Monty Hall project

Suppose you're on a game show, and you're given the choice of three doors:
Behind one door is a car; behind the others, goats.
You pick a door, say No. 1,
and the host, who knows what's behind the doors, opens another door, say No. 3,
which has a goat. He then says to you, "Do you want to pick door No. 2?"

Is it to your advantage to switch your choice?
This is the Monty Hall problem!


Monty Hall problem - Wikipedia


(Coding Challenge 170: The Monty Hall Problem - YouTube)

After several tries, there is a trend:


Oh, and you can adjust the speed of the senario.

Did you forget to link to the actual project?

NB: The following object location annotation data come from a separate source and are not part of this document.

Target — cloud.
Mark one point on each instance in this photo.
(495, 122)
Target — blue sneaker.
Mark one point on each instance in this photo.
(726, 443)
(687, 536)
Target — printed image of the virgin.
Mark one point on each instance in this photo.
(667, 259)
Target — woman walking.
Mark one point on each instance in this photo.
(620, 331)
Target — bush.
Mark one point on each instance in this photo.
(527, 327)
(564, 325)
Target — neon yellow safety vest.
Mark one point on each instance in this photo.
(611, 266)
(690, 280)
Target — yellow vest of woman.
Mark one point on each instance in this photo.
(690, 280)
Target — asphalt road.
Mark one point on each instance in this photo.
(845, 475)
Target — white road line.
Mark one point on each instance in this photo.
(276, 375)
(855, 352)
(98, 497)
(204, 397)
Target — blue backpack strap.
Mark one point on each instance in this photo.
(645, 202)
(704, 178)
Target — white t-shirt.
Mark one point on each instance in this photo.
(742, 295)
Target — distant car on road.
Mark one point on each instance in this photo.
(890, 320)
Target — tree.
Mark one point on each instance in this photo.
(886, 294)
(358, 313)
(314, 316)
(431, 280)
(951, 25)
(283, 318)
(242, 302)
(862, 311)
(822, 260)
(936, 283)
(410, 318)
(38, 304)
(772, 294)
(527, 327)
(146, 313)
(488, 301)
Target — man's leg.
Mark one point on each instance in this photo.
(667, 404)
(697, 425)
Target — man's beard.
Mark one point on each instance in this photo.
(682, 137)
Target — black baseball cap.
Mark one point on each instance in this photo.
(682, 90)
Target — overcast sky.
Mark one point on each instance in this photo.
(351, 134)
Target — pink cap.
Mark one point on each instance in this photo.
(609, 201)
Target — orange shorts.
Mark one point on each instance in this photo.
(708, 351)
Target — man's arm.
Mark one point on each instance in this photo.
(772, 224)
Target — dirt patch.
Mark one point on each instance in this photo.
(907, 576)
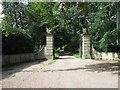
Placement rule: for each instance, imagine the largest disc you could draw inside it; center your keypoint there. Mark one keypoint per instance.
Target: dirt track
(66, 72)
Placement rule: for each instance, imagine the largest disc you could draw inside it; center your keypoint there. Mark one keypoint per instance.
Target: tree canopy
(66, 20)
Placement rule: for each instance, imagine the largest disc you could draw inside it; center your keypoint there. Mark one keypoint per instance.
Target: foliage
(18, 41)
(76, 55)
(65, 20)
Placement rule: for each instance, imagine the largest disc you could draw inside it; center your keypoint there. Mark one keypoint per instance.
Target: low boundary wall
(19, 58)
(105, 55)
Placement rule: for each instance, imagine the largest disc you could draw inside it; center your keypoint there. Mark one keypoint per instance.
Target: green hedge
(15, 40)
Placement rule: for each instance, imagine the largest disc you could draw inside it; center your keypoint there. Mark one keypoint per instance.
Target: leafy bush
(15, 40)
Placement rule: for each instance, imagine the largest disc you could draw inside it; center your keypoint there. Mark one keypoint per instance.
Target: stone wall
(105, 55)
(19, 58)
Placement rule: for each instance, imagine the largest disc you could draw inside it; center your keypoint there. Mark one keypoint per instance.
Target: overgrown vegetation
(24, 25)
(76, 55)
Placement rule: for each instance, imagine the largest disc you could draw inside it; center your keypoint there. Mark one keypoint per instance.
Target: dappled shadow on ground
(9, 70)
(100, 67)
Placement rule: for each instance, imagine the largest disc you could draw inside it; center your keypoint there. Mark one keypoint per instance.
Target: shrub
(15, 40)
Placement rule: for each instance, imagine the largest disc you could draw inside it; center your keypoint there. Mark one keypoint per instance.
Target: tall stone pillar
(86, 46)
(118, 18)
(49, 46)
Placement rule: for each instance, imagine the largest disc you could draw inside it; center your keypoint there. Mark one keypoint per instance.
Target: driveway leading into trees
(66, 72)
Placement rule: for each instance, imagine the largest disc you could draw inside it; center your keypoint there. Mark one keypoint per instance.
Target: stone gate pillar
(49, 46)
(86, 46)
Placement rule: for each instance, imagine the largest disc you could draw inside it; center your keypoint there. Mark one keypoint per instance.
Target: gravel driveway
(66, 72)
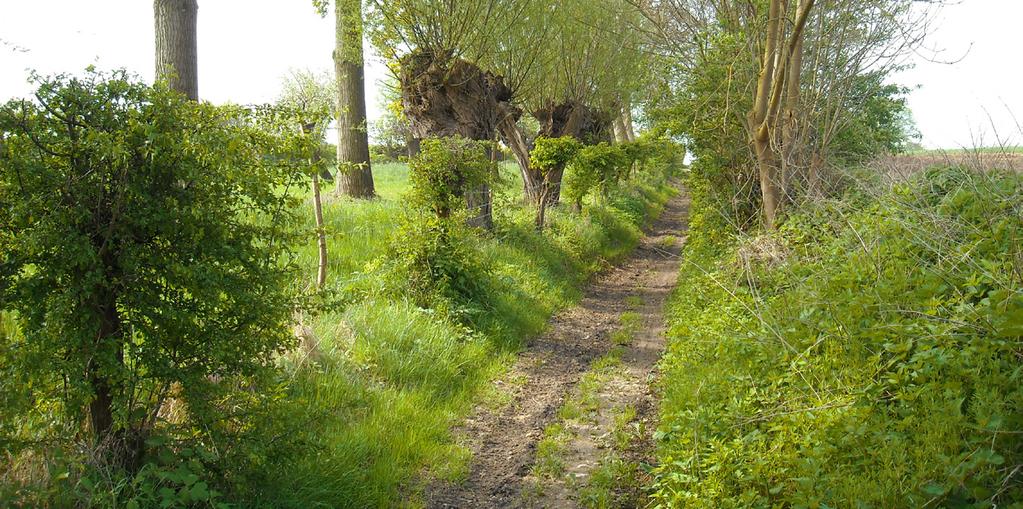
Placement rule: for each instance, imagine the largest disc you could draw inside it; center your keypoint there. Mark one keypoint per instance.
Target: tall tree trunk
(513, 137)
(177, 59)
(790, 129)
(621, 136)
(412, 144)
(354, 177)
(762, 121)
(630, 132)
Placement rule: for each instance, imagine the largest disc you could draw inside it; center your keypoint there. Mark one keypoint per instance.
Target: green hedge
(868, 355)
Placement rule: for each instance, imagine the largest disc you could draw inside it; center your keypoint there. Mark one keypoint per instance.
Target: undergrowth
(866, 355)
(377, 397)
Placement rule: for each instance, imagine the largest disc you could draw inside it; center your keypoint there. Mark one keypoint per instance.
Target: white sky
(247, 46)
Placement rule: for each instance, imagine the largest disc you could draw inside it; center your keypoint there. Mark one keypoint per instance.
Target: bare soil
(503, 442)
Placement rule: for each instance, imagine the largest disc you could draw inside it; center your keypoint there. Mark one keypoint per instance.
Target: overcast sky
(247, 46)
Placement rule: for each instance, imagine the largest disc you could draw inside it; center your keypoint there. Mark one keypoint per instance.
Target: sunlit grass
(392, 379)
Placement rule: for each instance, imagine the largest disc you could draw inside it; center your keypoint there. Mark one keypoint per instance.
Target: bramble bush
(595, 168)
(549, 156)
(433, 261)
(145, 282)
(864, 356)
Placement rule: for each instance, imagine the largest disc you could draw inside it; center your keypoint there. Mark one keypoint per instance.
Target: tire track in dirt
(503, 441)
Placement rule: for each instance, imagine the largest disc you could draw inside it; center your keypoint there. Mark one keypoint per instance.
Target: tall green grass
(369, 412)
(866, 355)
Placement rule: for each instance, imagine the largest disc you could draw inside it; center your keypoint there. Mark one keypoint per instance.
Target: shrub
(876, 362)
(144, 255)
(445, 171)
(597, 167)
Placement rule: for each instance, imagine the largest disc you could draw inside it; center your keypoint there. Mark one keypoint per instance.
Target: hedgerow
(868, 355)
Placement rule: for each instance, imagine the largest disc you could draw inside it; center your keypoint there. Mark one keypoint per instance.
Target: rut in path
(503, 442)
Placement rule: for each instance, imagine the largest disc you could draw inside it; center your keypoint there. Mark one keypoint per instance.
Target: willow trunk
(354, 177)
(177, 55)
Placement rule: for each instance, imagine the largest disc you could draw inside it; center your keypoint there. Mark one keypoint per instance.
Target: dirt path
(503, 471)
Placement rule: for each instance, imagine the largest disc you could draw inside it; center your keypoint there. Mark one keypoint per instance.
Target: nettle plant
(145, 259)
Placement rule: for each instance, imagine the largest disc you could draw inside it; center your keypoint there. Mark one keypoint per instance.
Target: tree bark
(790, 129)
(621, 136)
(630, 133)
(762, 121)
(354, 176)
(177, 59)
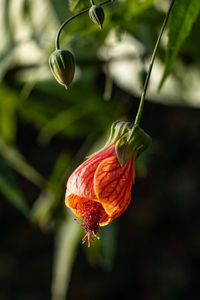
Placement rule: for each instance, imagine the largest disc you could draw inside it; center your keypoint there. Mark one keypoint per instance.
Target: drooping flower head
(99, 190)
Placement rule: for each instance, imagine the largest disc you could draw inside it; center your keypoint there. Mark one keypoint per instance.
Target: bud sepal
(62, 66)
(96, 14)
(129, 140)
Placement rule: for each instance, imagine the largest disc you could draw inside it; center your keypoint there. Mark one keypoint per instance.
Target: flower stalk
(57, 43)
(142, 99)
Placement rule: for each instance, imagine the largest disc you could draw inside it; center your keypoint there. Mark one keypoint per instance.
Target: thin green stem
(141, 105)
(69, 20)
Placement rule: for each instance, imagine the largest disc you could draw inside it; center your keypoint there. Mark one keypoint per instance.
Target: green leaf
(78, 5)
(9, 189)
(183, 15)
(17, 162)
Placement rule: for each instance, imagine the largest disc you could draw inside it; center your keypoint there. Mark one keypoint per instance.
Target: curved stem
(70, 19)
(141, 105)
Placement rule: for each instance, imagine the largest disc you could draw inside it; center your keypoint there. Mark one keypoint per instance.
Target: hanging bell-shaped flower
(96, 14)
(62, 66)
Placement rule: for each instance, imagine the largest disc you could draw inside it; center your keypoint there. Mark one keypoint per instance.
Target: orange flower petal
(81, 181)
(76, 203)
(112, 185)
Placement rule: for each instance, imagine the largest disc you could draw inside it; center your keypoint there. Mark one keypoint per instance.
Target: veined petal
(112, 185)
(81, 181)
(76, 204)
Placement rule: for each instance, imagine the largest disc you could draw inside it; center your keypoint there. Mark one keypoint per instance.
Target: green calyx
(129, 139)
(62, 66)
(96, 14)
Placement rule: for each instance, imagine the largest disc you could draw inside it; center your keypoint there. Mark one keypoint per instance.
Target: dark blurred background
(153, 250)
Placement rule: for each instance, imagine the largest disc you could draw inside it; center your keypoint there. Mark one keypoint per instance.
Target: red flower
(99, 190)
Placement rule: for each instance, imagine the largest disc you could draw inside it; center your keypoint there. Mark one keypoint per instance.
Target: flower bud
(62, 66)
(96, 14)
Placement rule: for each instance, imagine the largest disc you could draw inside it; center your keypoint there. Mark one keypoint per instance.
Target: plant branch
(70, 19)
(141, 105)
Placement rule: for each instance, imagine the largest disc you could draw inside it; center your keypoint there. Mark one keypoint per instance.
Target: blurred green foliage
(46, 131)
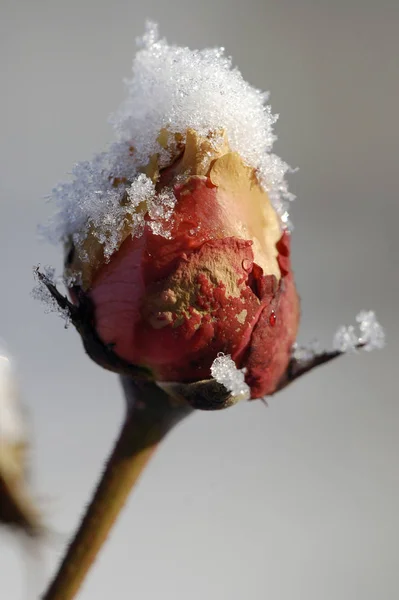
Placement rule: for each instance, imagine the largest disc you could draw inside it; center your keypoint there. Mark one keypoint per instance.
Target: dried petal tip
(224, 370)
(372, 335)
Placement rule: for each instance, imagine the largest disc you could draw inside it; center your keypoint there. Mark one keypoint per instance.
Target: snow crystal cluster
(173, 88)
(371, 337)
(12, 429)
(224, 370)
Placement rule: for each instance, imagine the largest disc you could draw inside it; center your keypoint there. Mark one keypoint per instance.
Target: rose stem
(150, 415)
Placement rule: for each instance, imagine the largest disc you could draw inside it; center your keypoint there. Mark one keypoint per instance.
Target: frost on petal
(224, 370)
(172, 90)
(371, 336)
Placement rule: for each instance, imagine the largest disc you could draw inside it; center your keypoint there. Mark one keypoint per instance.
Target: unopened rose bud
(177, 235)
(219, 282)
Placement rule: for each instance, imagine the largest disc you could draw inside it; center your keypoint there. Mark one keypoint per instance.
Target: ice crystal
(173, 88)
(371, 335)
(224, 370)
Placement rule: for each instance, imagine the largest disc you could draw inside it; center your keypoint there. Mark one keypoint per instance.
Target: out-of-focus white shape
(16, 506)
(305, 353)
(12, 428)
(176, 89)
(371, 336)
(224, 370)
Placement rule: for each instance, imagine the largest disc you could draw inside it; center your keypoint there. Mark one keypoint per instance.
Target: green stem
(150, 415)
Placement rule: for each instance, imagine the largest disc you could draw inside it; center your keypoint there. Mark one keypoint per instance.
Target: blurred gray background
(297, 501)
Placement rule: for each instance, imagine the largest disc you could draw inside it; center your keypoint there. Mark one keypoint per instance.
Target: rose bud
(177, 235)
(220, 281)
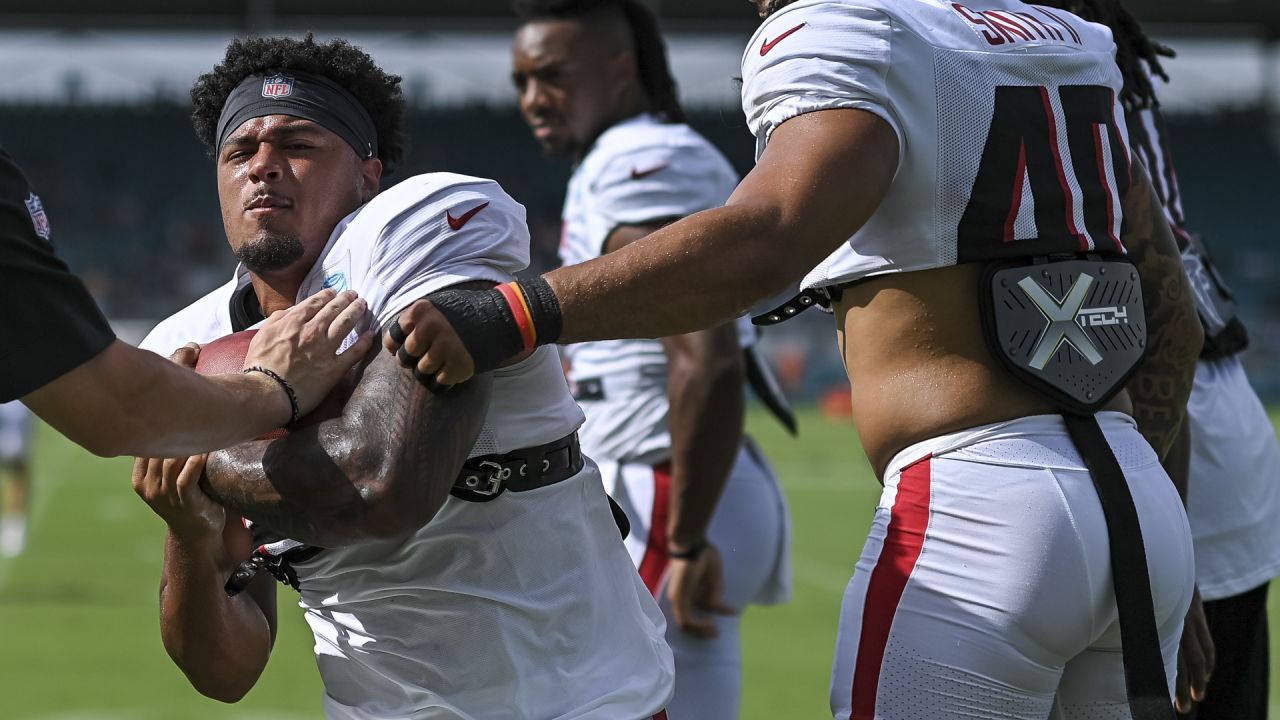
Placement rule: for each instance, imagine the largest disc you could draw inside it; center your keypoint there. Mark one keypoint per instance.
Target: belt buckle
(488, 486)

To anybody that doesn't understand the probability:
What if you picked a door and kept it the entire time? The host opening another door does not change the probability, so you have a 1/3 chance of picking the car. There is a 2/3 chance that you pick either goat, the other goat is revealed, and you should switch to get the car.

I think this part of the argument isn't obvious. Events can change probabilities; suppose you're tossing a coin, and your a priori assumption is that it's a fair coin, so 50% probability for each side. Then you learn that the person who provided the coin has a history of cheating in games of probability. Now you decide, correctly, based on the new information, that one side is much more likely than the other.

Why doesn't the same reasoning apply to the Monty Hall problem? The answer depends critically on the fact that Monty knows where the car is. If he randomly opened one of the doors that you didn't choose, then the probability that your door has the car would be 1/2, which is the intuitive answer.

As it is, this is a problem in conditional probabilities, i.e., what is the probability of A given that B is true? This is written P(A|B). In this problem, as is often the case, we know things like P(Monty opens door #2|Car is behind #1) assuming without loss of generality that you chose #1. What we want to know is the opposite: P(Car is behind #1|Monty opens #2). Conditional probability isn't commutative; these two conditional probabilities generally aren't equal. To find P(B|A) given P(A|B), we use Bayes' Theorem. Here's a more-readable-than-Wikipedia explanation of how that works out for Monty Hall.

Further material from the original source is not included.